Computers and humans alike, intensively working on the deceptively simple game in the past few years, keep finding new strategic depths. "Nobody knows how deep the game is," says Stoner, "because the horizon keeps receding before us. We seem to reach a plateau, then someone will break through, publish his discovery, and we all go up a notch."

"So far, we are keeping tournament games short," adds Stoner. "Only 25 minutes per player. That way, we can hold a seven-round tournament in one day."

"That may be one of our problems in trying to get Othello established as a serious game," says Sullivan. "Chess players think that any game that's over in an hour can't be very deep."

Anyone who watched the eight players in the Grand Prix Finals sweating to choose the right move would have no trouble believing in the game's depth.
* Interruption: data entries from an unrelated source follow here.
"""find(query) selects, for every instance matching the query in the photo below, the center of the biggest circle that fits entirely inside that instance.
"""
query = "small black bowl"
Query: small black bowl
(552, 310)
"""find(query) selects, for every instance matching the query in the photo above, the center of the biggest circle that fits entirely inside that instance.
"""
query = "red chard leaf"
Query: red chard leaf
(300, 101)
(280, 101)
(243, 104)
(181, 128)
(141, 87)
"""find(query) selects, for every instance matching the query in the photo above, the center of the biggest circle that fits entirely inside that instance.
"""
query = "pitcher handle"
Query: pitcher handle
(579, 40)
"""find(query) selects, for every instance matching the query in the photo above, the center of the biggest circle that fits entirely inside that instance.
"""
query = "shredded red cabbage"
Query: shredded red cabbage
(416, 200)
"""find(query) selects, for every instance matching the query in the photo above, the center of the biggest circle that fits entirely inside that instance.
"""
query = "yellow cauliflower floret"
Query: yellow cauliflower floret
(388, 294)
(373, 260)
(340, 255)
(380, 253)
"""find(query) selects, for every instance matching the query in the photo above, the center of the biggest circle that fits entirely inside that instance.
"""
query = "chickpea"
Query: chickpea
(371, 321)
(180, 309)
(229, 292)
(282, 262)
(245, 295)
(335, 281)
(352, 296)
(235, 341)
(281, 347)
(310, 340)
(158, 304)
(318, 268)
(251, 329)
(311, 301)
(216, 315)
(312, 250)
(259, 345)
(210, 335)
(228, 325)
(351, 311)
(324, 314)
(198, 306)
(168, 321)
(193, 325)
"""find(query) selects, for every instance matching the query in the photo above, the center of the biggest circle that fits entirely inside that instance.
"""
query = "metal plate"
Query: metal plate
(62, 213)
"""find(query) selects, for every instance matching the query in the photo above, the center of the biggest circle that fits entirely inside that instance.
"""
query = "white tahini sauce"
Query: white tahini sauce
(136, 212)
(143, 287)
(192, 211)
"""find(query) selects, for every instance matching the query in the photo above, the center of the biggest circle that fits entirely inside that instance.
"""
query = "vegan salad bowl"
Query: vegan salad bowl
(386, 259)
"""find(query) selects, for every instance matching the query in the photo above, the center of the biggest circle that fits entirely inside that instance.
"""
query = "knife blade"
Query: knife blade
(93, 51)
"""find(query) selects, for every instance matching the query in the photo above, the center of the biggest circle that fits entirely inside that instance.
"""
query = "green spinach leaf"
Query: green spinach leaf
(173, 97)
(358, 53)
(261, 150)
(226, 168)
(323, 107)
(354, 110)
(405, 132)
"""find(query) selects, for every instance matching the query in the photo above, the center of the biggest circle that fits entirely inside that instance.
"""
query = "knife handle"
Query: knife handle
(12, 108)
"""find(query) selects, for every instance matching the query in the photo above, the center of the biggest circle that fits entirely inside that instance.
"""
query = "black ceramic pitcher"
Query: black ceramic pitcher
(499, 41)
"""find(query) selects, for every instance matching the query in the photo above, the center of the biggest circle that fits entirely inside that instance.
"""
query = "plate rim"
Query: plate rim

And anyone who concentrated on Brian Rose, struggling back from his fourth-round defeat with three straight victories in the final rounds, would agree that the 17-year-old was looking far into those depths and earning his first-place trophy.

Rose's second major challenge came in round six, when he faced David Toth of Freehold, N.J., the highest-rated player in the tournament and a runaway favorite to win it. Toth had already lost to Sullivan -- a heartbreaker with a two-point margin -- and then he dropped another game in round five. His encounter with Rose gave him one last chance to tie the score, and since Sullivan lost his game in round six it could have ended in a three-way tie. But the 17-year-old, by now recovered from his loss to Sullivan, played with the coolness of a pro, looking totally unconcerned as he put down his discs and maneuvered his opponent into a 16-point defeat. "You have to call it grace under pressure," said an onlooker. Rose's victory will seed him into the finals of the U.S. Championship in New York in October. The winner of that tournament will be sent to the world championship in Brussels, with Gabriel paying his expenses.

After the prizes were awarded, the U.S. Othello Association held a very brief and informal annual meeting, highlighted by treasurer Sullivan's report that "we have plenty of money." Then winners, losers and fans alike all went out for pizza. "Going out for pizza is a tradition," said Weinberg, "just as holding the Grand Prix in Washington and having me for tournament director are traditions. These traditions are only two years old, because we haven't been around long enough for older traditions. But we're working on it."